As part of the study, Nimer and his colleagues also investigated the mutational landscape of AML in mouse models and compared it to AML patients.

“We did not observe a significant difference in the number of variants detected or genes targeted in the mouse models compared with AML patient samples,” said Nimer. In fact, the mouse models of AML1-ETO-driven leukemia seemed to be characterized by mutations in genes also mutated in AML patients. Hatlen, who received her Ph.D. from Weill Cornell Medical College for this work, notes that “systematic comparisons of mutational patterns in malignancies across species may represent a powerful means of identifying driving disease alleles.”

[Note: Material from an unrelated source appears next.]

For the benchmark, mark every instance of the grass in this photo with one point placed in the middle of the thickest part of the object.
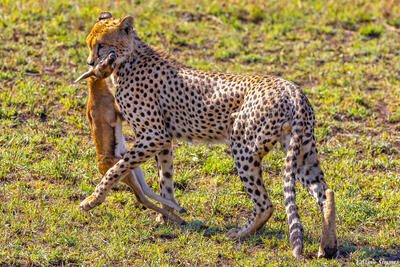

The identification of TET2 loss as a cooperating event in AML1-ETO-positive AML implicates mutations in other genes such as IDH1/2 and WT1 in leukemia initiation. Mutations in these genes have been shown to attenuate TET2 function, resulting in increased DNA methylation. Whether AML1-ETO-positive leukemias harboring mutations in these genes have a unique methylation profile and respond well to demethylating agents is of great interest. Similarly, given that PTPN11 activity is critical to cellular signaling via the MAPK pathway, it will be important to determine whether therapeutics capable of inhibiting this pathway are beneficial to AML1-ETO-positive leukemias with a PTPN11 mutation.

The research was funded by National Institutes of Health R01 grant CA166835 to Nimer, grant CA172636-01 to Levine, and by Memorial Sloan Kettering Cancer Center Support Grant/Core Grant P30 CA008748.